Le concile de Vatican II parle assez clairement pour que nul n’en ignore. La profession des conseils évangéliques, déclare-t-il, est, de soi, un signe des biens célestes déjà présents en ce temps, elle atteste l’existence de la vie nouvelle et éternelle, annonce la résurrection à venir. Ceux qui entrent dans la vie religieuse proclament et confessent d’une manière active et sans équivoque que tous ces biens l’emportent infiniment sur toute valeur terrestre, puisqu’ils renoncent à tout pour s’attacher au Seigneur comme à leur seul trésor et pour suivre son appel à l’amour des hommes.

À ces considérations, Vatican II en ajoute d’autres que nous ne répéterons pas. Toutes, elles tendent à montrer la mission de signe que l’Église reconnaît à la vie religieuse [39]. Autant dire que les instituts religieux sont appelés à rendre à Jésus-Christ un témoignage particulier, devant les membres de l’Église et, s’il se peut, même devant les autres hommes.

Or, les instituts religieux seront-ils encore des signes, s’ils marchent sans autre réflexion vers une totale sécularisation ? À cette question d’aucuns répondent : oui, car il suffit que chacun des religieux, présent « incognito » au monde, agisse chrétiennement là où il est, en face des hommes qu’il rencontre, que sa présence soit, directement ou indirectement, une présence apostolique.

Cette réponse a sa valeur. Mais veut-on alors déclarer du même coup que le sens propre de la vie religieuse est l’apostolat ? Le baptisé ne devient-il religieux qu’en vue de l’apostolat ? Si la réponse est affirmative, reconnaissons que la vie religieuse n’a pas de sens propre. Il suffit, en effet d’être baptisé pour être appelé à l’apostolat. Les instituts religieux peuvent donc disparaître.

Mais la réponse doit être négative. Sans doute, l’activité apostolique des instituts de vie active appartient à la nature de la vie religieuse [40], mais elle n’exprime pas tout le sens et l’intégrale finalité de la vie religieuse.

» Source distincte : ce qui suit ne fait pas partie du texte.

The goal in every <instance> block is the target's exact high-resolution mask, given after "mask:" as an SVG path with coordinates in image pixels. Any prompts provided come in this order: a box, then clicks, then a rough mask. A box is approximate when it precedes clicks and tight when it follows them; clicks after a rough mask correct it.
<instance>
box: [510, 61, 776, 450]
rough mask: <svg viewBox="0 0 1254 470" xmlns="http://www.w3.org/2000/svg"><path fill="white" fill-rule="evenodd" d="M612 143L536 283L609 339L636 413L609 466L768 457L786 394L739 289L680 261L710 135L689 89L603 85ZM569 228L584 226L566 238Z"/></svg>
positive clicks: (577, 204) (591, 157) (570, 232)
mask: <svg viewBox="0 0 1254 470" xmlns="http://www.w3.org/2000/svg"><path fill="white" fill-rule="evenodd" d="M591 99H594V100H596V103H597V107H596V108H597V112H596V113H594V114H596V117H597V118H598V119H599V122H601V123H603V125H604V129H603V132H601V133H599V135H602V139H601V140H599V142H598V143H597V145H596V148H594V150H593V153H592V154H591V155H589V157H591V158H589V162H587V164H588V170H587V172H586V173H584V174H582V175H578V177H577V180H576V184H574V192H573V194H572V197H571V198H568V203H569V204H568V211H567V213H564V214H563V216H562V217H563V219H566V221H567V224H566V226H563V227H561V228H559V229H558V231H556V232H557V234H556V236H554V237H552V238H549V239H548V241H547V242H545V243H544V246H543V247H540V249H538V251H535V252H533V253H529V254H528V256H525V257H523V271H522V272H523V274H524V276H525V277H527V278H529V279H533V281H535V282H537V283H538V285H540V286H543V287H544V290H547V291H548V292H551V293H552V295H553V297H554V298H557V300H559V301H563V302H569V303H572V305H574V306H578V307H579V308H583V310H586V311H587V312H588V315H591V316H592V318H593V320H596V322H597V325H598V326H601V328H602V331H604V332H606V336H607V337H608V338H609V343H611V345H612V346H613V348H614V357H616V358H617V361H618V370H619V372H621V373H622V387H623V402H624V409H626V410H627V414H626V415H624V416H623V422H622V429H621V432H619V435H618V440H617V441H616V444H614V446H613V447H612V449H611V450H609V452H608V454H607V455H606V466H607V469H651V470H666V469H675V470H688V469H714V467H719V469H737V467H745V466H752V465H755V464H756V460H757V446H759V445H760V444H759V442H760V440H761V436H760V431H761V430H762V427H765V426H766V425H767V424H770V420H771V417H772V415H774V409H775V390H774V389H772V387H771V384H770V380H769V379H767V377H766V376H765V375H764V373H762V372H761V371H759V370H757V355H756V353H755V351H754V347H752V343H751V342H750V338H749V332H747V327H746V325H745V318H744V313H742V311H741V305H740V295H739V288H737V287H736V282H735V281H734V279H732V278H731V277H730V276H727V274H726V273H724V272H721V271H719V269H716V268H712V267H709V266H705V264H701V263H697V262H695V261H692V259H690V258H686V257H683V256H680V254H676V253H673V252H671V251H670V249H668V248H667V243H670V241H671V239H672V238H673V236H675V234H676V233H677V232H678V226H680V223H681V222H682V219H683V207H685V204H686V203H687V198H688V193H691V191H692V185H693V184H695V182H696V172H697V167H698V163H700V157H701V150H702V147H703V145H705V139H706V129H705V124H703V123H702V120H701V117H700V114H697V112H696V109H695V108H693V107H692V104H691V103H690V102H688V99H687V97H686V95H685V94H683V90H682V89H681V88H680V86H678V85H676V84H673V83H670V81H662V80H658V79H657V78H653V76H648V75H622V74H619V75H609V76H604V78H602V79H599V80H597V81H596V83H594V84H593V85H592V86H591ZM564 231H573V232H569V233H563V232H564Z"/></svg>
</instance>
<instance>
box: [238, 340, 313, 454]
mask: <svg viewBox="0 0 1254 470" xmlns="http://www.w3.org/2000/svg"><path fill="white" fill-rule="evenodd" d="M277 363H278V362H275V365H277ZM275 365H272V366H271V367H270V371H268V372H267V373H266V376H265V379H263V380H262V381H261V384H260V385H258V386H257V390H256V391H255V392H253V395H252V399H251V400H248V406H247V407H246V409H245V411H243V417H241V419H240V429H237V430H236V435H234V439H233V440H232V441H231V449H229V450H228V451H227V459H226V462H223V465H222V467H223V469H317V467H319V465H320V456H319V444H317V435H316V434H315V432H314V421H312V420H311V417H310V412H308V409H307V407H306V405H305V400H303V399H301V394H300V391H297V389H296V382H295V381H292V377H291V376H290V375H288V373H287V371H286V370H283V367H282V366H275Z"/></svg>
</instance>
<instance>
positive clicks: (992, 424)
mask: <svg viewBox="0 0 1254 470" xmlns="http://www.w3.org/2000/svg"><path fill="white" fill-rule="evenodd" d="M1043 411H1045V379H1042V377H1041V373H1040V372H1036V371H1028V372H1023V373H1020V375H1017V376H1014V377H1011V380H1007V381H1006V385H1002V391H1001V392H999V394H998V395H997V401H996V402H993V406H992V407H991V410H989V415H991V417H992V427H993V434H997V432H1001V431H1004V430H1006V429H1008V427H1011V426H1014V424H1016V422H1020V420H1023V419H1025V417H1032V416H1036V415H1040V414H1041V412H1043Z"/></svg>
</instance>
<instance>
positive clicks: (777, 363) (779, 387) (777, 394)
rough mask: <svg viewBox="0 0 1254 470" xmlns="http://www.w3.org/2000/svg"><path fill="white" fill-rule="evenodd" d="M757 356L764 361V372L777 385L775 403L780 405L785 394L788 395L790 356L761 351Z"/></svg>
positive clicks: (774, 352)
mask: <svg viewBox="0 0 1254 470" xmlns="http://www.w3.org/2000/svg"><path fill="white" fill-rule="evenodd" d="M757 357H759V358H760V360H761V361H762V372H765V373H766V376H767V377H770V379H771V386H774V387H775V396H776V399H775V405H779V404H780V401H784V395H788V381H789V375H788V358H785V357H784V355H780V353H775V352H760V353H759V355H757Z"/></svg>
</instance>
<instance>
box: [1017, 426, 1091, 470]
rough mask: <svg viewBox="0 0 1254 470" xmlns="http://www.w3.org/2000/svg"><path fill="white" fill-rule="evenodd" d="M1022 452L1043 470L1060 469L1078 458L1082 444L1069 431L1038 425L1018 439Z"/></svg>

L’instruction Renovationis causam du 6 janvier 1969 vient de le redire expressément. Là n’est pas la raison suffisante de la vie religieuse, comme telle [41].

Le sens propre de la vie religieuse est de prendre tous les moyens qui disposent à aimer Dieu seul et le prochain selon Dieu, à écarter délibérément tout ce qui pourrait, étant donné le tempérament et le caractère du sujet, retarder ou ralentir l’élan de la charité. C’est aussi, indissociablement, d’attester que des chrétiens, approuvés et encouragés par l’Église, prennent ces moyens, qu’ils les veulent, quel que soit le prix qu’ils doivent payer.

C’est pourquoi, en définitive, la vie religieuse a pour mission spécifique d’être signe de la foi, signe de la foi en Dieu, unique Seigneur, signe de la foi en l’amour pour Dieu et pour le prochain, et de l’être en assumant constamment et sans réticence les moyens qui attestent cette foi. Bref, la vie religieuse « manifeste de façon éminente et incarne dans une réalité objective la foi en la grâce surnaturelle de Dieu, qui transcende ce monde [42] ».

Le religieux choisit donc des voies spirituelles qui, en vertu de leur structure, disposent à donner une réponse plénière d’amour pour Dieu et pour les hommes, vœux de chasteté, de pauvreté, d’obéissance, à quoi s’ajoute la vie communautaire. En les choisissant, le religieux confesse et atteste non par des mots, mais par des actes, que Dieu est l’unique Seigneur, que le service du prochain est loi souveraine, qu’il n’y a rien de trop difficile quand il faut, dans sa vie, donner la place à ce premier commandement et répondre à l’amour de Dieu par l’amour sans partage.

La vie religieuse est destinée à rendre ce témoignage et elle est tenue de le rendre [43].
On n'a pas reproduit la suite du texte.